I was thinking of using one for a 1.5 to 2 gallon tank.


----------



## CodeRed (Jun 11, 2009)

I just checked the tank with the heater, and I now bow my head in shame. It's doing wonders for his tank. Poor Ace, Deimos, and Cyrus all have absolutely freezing tanks, and Bliss has his at 74. While not ideal, and still a little chilly, it's certainly better than the ice water that's in three named before. I would say go for it. It's better than having them freeze.


----------



## dramaqueen (Jul 7, 2008)

I'm going to check at Petsmart to see what they have. I'm going to order a stealth visitherm for one of my 2.5 gallons. I have one in Jaden's tank and it keeps him toasty warm.


----------



## dr2b (May 31, 2009)

The hydor mini heater makes me nervous with the fact it doesn't have any kind of thermostat on it.


----------



## dramaqueen (Jul 7, 2008)

Yeah, I guess you have to be really careful to monitor the temperature.


----------



## Jynx (Jul 25, 2009)

but on the other hand- since its undergravel the fish isn't going to rub on it- it's not going to get detached- and its not an eyesore- i know from keeping reptiles for many years that a heater can be a dangerous thing if you're not careful with it.


----------



## dramaqueen (Jul 7, 2008)

Are Hydor mini heaters meant to be buried under the gravel?


----------



## Jessiefish (Oct 2, 2009)

You can do either with it -- attach it to the side of the tank or put it under the gravel.


----------



## dramaqueen (Jul 7, 2008)

ok, thanks!


----------



## bettababe321 (May 13, 2009)

I had one in my one gallon and it made it too hot. But in my 5 gallon it works great. I have mine under the gravel and Kokomo likes to lay on it.


----------



## dramaqueen (Jul 7, 2008)

I don't think I'll try one in a one gallon. Just 1.5 and 2 gallons.


----------



## ChristinaRoss (Sep 4, 2009)

let us know how it works out drama...........does the packaging info tell u what the thermostat is set on since u cant change it?


----------



## dramaqueen (Jul 7, 2008)

I don't know when I'll be able to get out and get one. I may have to order one if I can't find it at Petsmart. But I'll let you know.


----------



## Calmwaters (Sep 2, 2009)

I have one of the small Tetra brand they sell at Walmart in Herseys 2.5 gallon and it works great. It comes preset at I think 76 degrees and he is happy in there. I think it was about $15.00 but I can not remember.


----------



## dramaqueen (Jul 7, 2008)

I have one of those in a 2.5 gallon. I don't have a thermometer in there so I don't know what the temperature is.


----------



## Yuuki (Jul 14, 2009)

I had a Hydor Mini in my first tank, which was 2 gallons. Generally, it raised the temperature around 4-5 degrees for me. 

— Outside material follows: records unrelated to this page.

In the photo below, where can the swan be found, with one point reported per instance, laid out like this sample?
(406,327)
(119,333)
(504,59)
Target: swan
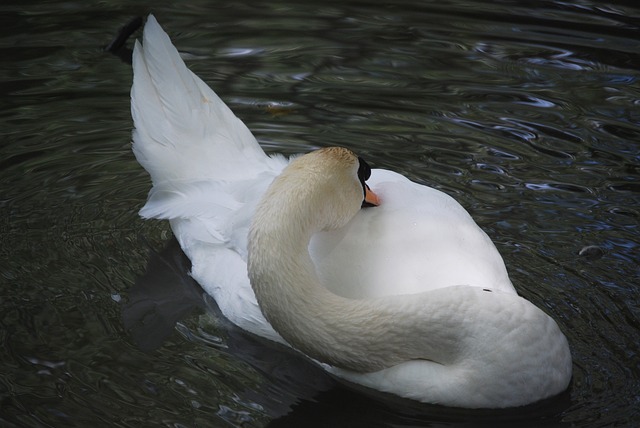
(408,297)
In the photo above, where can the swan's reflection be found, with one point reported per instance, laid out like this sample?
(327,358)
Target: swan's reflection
(306,395)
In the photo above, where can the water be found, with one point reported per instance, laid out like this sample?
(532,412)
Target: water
(526,112)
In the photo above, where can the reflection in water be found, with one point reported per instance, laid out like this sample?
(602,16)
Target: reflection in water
(294,392)
(527,113)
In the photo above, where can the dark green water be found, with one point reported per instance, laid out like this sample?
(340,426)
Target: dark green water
(527,112)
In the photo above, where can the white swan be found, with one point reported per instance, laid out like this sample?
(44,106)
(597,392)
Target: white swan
(410,297)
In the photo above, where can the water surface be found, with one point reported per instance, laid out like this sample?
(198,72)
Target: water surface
(526,112)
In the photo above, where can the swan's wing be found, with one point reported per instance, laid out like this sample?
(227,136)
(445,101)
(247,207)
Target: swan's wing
(208,172)
(183,130)
(418,239)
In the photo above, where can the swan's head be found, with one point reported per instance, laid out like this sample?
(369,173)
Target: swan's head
(327,187)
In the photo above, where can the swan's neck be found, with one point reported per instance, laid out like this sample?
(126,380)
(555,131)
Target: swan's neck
(496,347)
(360,335)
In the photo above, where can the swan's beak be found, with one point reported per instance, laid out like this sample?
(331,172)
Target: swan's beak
(370,198)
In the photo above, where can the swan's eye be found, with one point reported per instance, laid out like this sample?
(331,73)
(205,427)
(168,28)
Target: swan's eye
(364,170)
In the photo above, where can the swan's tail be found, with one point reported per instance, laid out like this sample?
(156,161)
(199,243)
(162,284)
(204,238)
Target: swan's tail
(184,133)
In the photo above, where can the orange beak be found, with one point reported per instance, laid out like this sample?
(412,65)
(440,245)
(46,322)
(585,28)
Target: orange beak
(370,197)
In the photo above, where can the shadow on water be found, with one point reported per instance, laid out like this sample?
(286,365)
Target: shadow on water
(296,392)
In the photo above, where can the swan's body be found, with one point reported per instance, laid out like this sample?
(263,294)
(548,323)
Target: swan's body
(342,295)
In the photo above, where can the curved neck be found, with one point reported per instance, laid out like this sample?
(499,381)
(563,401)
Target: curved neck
(361,335)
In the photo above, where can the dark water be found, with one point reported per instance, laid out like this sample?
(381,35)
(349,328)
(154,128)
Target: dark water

I got a bit scared of it after the first time I left it on overnight; it heated my tank up more than usual, to 84 degrees. I haven't used it since then. I really love my Hydor Theo heater though. <3


----------



## Kim (Apr 30, 2008)

I had one of those little ones (not a Hydor though) that came with my new 5 gal and it didn't do a thing. I'm too afraid to use them because they don't have any thermostat at all unlike the adjustable and preset ones. Seeing how I'm not home most of the time I really can't take the risk with fluctuating temps like that...not to mention that our house fluctuates a lot.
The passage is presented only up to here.